Secondo Motivo di Ricorso: La Reiterazione di Censure Già Respinte
Anche il secondo motivo è stato giudicato inammissibile. La Corte ha osservato che la richiesta di riqualificare il reato da danneggiamento aggravato a semplice non era altro che una ‘pedissequa reiterazione’ di argomenti già presentati e puntualmente respinti dalla Corte d’Appello. Quest’ultima aveva già motivato in modo logico e giuridicamente corretto perché l’aggravante dell’esposizione alla pubblica fede fosse sussistente. Di conseguenza, il motivo di ricorso è stato considerato non specifico, ma solo apparente, poiché non svolgeva la funzione di critica argomentata contro la decisione impugnata.
Le Motivazioni
Le motivazioni della Suprema Corte si fondano su due pilastri del diritto processuale penale. Il primo è il principio di specificità dei motivi di ricorso: chi impugna una sentenza deve articolare critiche precise e circostanziate, non limitarsi a contestazioni generiche. Il secondo è il divieto di riproporre in Cassazione le medesime questioni di fatto già decise dai giudici di merito, a meno che non si evidenzi un vizio logico o giuridico palese nella motivazione. La Corte ha ritenuto che il ricorso in esame mancasse di entrambi questi requisiti, rendendolo di fatto un tentativo di ottenere una terza valutazione sul merito della vicenda, compito che esula dalle funzioni della Cassazione. La decisione di rigettare il ricorso si allinea a una giurisprudenza costante che mira a garantire l’efficienza del sistema giudiziario, evitando impugnazioni dilatorie o prive di fondamento.
Le Conclusioni
L’ordinanza conferma che la presentazione di un ricorso in Cassazione richiede un’attenta preparazione tecnica. Non è sufficiente dissentire dalla decisione di merito; è indispensabile formulare censure specifiche, pertinenti e non ripetitive. La dichiarazione di ricorso inammissibile comporta non solo il rigetto della domanda, ma anche la condanna del ricorrente al pagamento delle spese processuali e di una sanzione pecuniaria. Questa pronuncia serve da monito: le impugnazioni devono essere uno strumento di critica costruttiva della decisione giudiziaria, non un mero tentativo di prolungare il processo senza argomenti validi.
Quando un ricorso in Cassazione viene considerato generico e quindi inammissibile?
Un ricorso è considerato generico quando non indica con puntualità e concreta specificità gli elementi che sono alla base della censura formulata, non consentendo così al giudice di individuare i rilievi mossi alla sentenza impugnata. Deve rispettare i requisiti dell’art. 581, comma 1, lett. c) del codice di procedura penale.

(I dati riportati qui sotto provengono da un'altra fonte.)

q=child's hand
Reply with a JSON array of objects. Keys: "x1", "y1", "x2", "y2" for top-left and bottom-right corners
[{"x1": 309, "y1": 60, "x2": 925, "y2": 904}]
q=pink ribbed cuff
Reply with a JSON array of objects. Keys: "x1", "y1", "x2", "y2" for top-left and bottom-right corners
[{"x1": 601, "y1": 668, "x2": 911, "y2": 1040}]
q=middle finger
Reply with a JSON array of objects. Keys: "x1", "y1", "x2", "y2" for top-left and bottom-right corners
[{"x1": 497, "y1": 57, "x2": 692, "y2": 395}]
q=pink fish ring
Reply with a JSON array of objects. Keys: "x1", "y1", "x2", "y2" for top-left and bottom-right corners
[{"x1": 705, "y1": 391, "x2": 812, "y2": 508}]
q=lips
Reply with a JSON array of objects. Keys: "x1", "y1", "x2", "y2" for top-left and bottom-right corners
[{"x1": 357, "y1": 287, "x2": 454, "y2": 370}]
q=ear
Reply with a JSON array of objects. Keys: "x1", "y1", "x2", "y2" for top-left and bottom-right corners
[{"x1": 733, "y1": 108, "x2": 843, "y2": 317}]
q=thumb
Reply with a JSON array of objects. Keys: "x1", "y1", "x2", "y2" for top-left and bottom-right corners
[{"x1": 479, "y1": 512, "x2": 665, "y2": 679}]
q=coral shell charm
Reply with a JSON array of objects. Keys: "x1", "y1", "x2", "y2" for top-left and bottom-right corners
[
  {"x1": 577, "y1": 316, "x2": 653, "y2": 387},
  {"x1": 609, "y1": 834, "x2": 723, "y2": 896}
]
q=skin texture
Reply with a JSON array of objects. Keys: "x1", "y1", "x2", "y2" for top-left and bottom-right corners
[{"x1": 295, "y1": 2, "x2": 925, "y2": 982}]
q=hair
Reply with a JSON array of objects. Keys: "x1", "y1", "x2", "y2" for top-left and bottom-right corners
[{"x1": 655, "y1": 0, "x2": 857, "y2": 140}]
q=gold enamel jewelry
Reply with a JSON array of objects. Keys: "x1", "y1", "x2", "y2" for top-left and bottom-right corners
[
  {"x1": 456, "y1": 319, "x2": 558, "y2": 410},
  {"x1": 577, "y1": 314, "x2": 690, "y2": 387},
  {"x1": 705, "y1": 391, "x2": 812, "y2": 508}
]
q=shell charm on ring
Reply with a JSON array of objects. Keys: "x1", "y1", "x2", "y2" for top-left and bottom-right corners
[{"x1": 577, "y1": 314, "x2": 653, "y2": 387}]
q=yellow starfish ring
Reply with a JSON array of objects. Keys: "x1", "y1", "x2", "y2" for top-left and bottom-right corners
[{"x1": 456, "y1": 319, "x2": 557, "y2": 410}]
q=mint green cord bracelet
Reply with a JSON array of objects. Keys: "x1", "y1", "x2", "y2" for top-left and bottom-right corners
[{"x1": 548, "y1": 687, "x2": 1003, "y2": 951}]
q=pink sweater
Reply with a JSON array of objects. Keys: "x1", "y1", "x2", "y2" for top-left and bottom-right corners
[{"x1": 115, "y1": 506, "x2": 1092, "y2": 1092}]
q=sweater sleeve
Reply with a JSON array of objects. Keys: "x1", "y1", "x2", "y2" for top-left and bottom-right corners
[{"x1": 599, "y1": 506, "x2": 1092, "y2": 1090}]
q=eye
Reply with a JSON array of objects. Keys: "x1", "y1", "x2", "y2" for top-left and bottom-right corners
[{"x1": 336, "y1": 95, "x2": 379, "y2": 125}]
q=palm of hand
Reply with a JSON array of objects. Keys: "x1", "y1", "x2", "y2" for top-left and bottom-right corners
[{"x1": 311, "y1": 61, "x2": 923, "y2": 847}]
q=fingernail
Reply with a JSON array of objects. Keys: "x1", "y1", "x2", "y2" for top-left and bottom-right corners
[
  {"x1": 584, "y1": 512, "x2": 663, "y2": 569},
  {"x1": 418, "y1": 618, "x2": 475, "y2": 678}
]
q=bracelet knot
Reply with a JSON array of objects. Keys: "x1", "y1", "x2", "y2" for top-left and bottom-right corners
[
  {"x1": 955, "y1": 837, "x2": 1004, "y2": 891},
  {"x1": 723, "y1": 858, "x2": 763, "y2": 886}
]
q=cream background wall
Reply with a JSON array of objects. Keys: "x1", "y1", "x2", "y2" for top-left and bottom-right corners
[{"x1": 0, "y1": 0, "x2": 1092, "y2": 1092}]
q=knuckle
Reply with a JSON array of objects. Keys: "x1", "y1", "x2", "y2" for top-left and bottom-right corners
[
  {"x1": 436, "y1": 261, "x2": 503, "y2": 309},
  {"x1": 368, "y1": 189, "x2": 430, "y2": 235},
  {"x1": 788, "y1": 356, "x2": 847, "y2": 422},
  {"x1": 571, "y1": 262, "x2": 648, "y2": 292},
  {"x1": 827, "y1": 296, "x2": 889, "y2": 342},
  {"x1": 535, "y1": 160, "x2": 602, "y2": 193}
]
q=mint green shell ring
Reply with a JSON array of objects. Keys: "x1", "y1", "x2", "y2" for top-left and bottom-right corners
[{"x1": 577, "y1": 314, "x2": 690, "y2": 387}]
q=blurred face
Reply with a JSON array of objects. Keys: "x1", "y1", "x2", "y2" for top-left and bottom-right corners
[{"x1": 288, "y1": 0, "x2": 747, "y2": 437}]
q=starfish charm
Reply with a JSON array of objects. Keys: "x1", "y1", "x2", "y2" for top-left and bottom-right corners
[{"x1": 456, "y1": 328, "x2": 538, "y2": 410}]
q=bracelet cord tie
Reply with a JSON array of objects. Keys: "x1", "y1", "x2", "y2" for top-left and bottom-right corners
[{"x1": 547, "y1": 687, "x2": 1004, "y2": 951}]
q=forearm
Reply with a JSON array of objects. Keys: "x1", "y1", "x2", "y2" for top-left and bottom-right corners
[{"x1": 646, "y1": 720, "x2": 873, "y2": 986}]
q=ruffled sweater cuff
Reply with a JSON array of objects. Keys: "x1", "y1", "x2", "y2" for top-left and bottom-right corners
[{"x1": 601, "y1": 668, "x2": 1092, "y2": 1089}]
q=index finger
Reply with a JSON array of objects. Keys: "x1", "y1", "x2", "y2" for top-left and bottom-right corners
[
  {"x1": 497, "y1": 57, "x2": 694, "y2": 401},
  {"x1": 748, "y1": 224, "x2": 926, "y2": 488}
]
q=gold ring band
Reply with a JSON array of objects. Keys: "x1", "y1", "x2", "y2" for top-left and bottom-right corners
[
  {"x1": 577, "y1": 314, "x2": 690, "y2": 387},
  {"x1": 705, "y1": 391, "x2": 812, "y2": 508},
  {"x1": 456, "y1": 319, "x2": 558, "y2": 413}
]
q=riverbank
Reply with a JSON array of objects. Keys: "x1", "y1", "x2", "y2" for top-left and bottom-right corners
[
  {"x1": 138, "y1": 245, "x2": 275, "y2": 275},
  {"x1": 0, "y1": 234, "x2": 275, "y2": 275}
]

Perché la Corte ha respinto la richiesta di concessione delle attenuanti generiche?
La Corte ha ritenuto la doglianza manifestamente infondata, ribadendo il principio secondo cui il giudice di merito, nel negare le attenuanti generiche, non è tenuto a prendere in considerazione tutti gli elementi favorevoli o sfavorevoli, ma è sufficiente che faccia riferimento a quelli ritenuti decisivi o comunque rilevanti per la sua decisione.
Cosa significa che un motivo di ricorso è una ‘pedissequa reiterazione’ di censure già mosse?
Significa che il motivo di ricorso si limita a riproporre le stesse argomentazioni e critiche già presentate nel precedente grado di giudizio (in questo caso, in appello) e che sono già state esaminate e respinte dal giudice. Un motivo di questo tipo è considerato non specifico e quindi inammissibile, poiché non svolge la funzione di critica argomentata contro la nuova sentenza.